Tom Webster, writing and speaking

"The Usual Caveats" of Social Media Research

Added on by Tom Webster.

Not for the first time today, a piece of research was passed along to me by someone warning that it was social media research, "so the usual caveats apply." This phrase is starting to become meaningless to me. Does it have meaning to you? When I look back through various studies I've seen that have been derived from social media clickstream data, I often see that they've been shared with "the usual caveats." To me, that phrase has become the new "interesting;" that thing you say about a piece of data when you don't know what it means.

Here's the thing about the usual caveats: if you do the work, those caveats are quantifiable. When someone denigrates TV ratings research, for example, because those ratings are based upon a sample of a few hundred viewers who keep diaries/electronic records of what they watch, I'm quick to remind people that this sampling methodology is predictable, operates within known parameters, and is based upon a methodology accredited by the Media Research Council, an independent body established to insure the validity, reliability and effectiveness of those estimates. And by the way, estimates aren't guesses.

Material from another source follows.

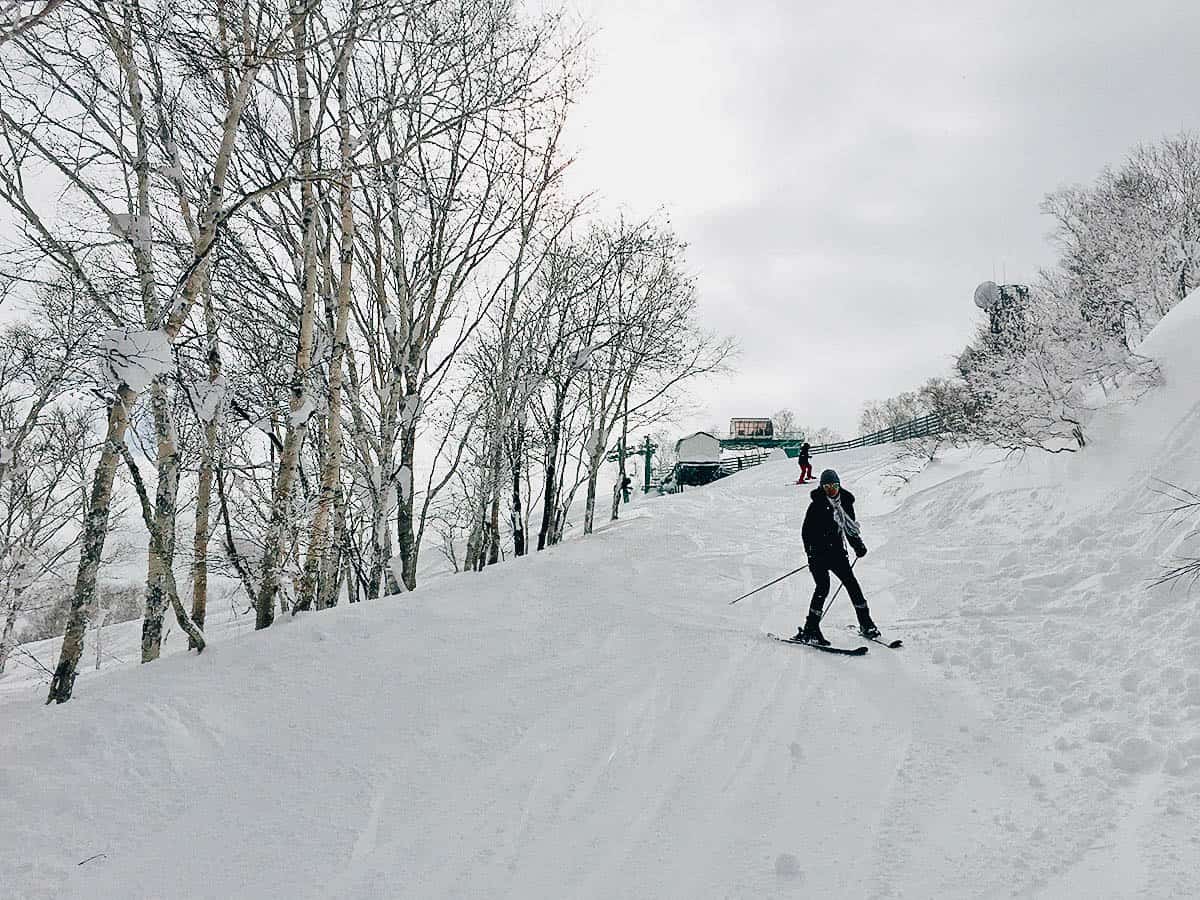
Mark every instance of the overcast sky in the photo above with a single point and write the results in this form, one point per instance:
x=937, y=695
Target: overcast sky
x=847, y=173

But when people look at social media research and accept it "with the usual caveats," without knowing what those caveats actually are, they risk great violence to the truth and certainly some damage to their brand, if not their psyche. Accepting this is to accept the fact that *no research* is generally better than *awful research.* After all, doing *no* research means that you have a chance of making a poor decision (or no decision); relying on *crap* research guarantees that bad decision.

So, the next time you review, endorse or pass along a piece of social media research with "the usual caveats," consider what some of those caveats might actually be. For the most part, they all concern the same thing: how representative of (and therefore projectable to) some known population that data is. And note: social media need not be representative, if it is predictably, quantifiably and/or repeatably non-representative. So, what are my caveats? Here are a few:

1. What specific sources comprise the data, and in what proportions? (BTW, this is where most social media monitoring and research platforms fall flat, and I'm only on #1).

2. Is the data weighted to some known quantity, or did it come straight from the "spigot?"

3. Can we calibrate the data using some known secondary research?

4. Can we calibrate the data with primary research?

5. Can we track the conversational history of the data sources to gauge sample quality?

6. Can I pull a random sample of raw data to manually test against automated descriptive statistics?

7. What do I know about the customers of the brand in question who do not tweet about this product?

Now, do you need to know the answers to all of these things to judge the quality of a piece of social media research? No. There is no such thing as perfect information, whether that data comes from surveys or servers. That's why these are caveats. These are the things you need to know that you know or don't know before you know what you know. Or, as one of America's greatest poets once said,

The Unknown

As we know,

There are known knowns.

There are things we know we know.

We also know

There are known unknowns.

That is to say

We know there are some things

We do not know.

But there are also unknown unknowns,

The ones we don't know

We don't know.

I pass this "poem" along with the usual caveats.